Excerpt from unescap.org
The Asia-Pacific region accounts for over half of total final global energy consumption, 85 per cent of which comes from fossil fuels. The associated emissions are expected to increase as the region struggles to meet its renewable energy (RE) targets and decrease its energy intensity.
One factor that contributes to the region’s dependence on fossil fuels is technological, infrastructural, institutional and behavioural lock-ins, which make the entire sector subject to a strong path dependence. Once a country takes an energy-intensive pathway, it becomes challenging to shift to a more sustainable energy system. Despite this tendency, subsidising policies (for example, feed-in-tariffs) and decreases in the price of renewable energy sources have incentivised the emergence of distributed energy resources (DER) solutions. Such policies that provide local grid solutions have the energy production located near the site of consumption.
However, the volatility of energy production by DERs from RE creates some supply and demand management challenges.

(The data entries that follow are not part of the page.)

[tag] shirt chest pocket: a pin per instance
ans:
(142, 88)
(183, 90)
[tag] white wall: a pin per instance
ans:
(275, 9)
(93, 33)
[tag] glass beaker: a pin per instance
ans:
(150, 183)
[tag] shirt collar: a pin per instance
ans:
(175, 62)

The main issues include intermittent energy supply as well as multi-directional energy flows (as opposed to traditional, unilateral flows), causing disruptions in grid capacity and challenges in setting prices that reflect the real-time conditions of the grid. Peer-to-Peer (P2P) market mechanisms address these issues by allowing prosumers/consumers to purchase energy based on their demand. This creates an energy trading platform adaptable to the flexible demand and supply from grid participants.